I also wanted to say a few words about the spat between Senator Cory Bernardi and the Prime Minister over issues arising from the Prime Minister's proposal to hold a plebiscite on marriage equality. Labor believes very firmly that the $160 million that will be spent on this plebiscite is wasteful and that it will be divisive in our community. And we already see the Prime Minster and Senator Bernardi fighting over the issue of homophobia. Senator Bernardi is offended that the Prime Minister is prepared to accept the characterisation of elements of the Liberal Party as homophobic. The Prime Minister has said that he's spoken to Senator Bernardi and others to tell them not to be divisive or homophobic in this debate. Senator Bernardi denies that the Prime Minister's ever had such a conversation with him. I think what we see here, is the sort of division and lack of clarity that we would expect to see more generally through this plebiscite process. I think it is very clear that the Prime Minister is not able to control elements of his own party and that we can expect elements of the Liberal Party to be extreme in their language and extreme in their campaigning against marriage equality if this plebiscite should go ahead. There is no need for Australia to go through this wasteful and divisive process. We know that the Parliament of Australia has the power to legislate for this and Bill Shorten, if elected, would legislate for marriage equality within the first 100 days of a Shorten Government.
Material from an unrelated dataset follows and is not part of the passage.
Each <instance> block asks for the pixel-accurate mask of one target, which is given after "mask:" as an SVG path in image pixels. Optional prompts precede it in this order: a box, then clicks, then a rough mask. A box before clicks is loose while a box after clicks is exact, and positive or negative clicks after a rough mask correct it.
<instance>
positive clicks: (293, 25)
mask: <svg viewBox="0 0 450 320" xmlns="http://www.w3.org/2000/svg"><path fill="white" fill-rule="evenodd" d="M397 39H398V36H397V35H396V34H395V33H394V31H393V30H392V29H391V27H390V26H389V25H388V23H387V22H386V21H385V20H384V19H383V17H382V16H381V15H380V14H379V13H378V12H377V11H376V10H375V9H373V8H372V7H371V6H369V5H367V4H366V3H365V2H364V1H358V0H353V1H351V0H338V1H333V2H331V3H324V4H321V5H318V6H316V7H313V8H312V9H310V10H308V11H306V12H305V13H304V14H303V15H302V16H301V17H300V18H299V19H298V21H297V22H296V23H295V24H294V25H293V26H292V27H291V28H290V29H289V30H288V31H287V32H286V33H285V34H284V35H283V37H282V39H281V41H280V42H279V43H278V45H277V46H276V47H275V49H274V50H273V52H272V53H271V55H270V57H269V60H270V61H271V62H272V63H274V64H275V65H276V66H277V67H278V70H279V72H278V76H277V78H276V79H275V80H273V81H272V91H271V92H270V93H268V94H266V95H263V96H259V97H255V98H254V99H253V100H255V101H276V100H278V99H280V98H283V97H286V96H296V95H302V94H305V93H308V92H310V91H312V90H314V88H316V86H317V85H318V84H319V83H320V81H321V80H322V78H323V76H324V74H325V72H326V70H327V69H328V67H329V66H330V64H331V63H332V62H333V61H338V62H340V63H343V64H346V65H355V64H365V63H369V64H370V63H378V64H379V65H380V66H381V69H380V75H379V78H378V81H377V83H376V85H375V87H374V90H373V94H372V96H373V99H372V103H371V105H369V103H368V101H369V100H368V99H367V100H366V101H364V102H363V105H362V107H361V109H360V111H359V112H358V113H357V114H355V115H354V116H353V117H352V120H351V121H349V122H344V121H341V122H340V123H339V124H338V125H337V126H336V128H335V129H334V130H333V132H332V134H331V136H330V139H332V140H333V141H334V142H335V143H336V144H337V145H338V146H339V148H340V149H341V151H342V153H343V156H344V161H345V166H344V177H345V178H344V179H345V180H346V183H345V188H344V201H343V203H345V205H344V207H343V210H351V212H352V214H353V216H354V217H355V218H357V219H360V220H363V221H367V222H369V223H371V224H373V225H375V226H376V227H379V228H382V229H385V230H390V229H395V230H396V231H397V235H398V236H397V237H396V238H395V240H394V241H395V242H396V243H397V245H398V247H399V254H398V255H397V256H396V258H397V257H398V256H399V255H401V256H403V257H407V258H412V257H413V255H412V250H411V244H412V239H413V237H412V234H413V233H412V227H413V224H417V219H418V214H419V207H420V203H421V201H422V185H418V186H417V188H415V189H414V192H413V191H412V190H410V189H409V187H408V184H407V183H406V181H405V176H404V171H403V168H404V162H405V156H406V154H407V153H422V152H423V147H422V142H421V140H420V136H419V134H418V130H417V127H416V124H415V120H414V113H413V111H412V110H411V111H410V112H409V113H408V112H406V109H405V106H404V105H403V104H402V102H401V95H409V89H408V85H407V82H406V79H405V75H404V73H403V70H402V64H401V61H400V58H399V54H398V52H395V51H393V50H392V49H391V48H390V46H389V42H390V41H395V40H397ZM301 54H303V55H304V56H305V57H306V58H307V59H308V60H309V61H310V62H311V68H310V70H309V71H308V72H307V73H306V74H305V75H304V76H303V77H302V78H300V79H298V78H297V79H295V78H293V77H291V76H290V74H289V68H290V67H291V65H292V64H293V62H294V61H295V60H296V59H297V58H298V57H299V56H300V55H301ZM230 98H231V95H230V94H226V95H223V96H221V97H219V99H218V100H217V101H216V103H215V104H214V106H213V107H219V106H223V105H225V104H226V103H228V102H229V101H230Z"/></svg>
I also think it's very interesting that Minister Morrison, Scott Morrison, is saying that he is the victim in all of this public discussion. That he's been attacked. Well, no Australian should ever be verbally attacked for the beliefs they hold. Yes, every debate should be held in a way that is respectful, and particularly respectful of different views. But I'll say this to Mr Morrison - it is pretty different being a Cabinet Minister in a Federal Government, the power you have in a role like that, from being a young teenager somewhere, worried about coming out, worried that your family or your community won't be comfortable with your sexual orientation. People don't choose their sexuality. They don't choose to be born gay. And those teenagers growing up hearing a message - not that their views are wrong, not that what they are saying is wrong - but that they themselves in their very makeup, there is som ething wrong with them, I think that that is profoundly damaging. And we know that 2 out of 5 teenagers who identify as gay or lesbian are already having thoughts about suicide or having great difficulty with their mental health because of the complexity of coming out in an environment that is not supportive of your sexuality. Having a national plebiscite where some people are given a license to say that there is something wrong with being gay or lesbian, bisexual, transgender, intersex, it is my real concern that people growing up, just coming to terms with their sexuality, will be damaged by this type of debate. I'm also really worried about kids who are growing up in families with two mums or two dads and I don't want those kids to hear a message that there is something wrong with their family. All families are different in Australia, and no family is perfect. And the idea that we would have a national debate about some families and what's wrong with thos e families because of the sexuality of the parents - I think is really, really unfair to Australian children who are growing up in families with two mums or two dads. I know plenty of families that have got same-sex parents and I see a lot of love and a lot of support and that's really what matters in families. Having a plebiscite where there is licence to say that there is something wrong with some of our Australian families, again, is something that I think is potentially profoundly damaging. Thanks.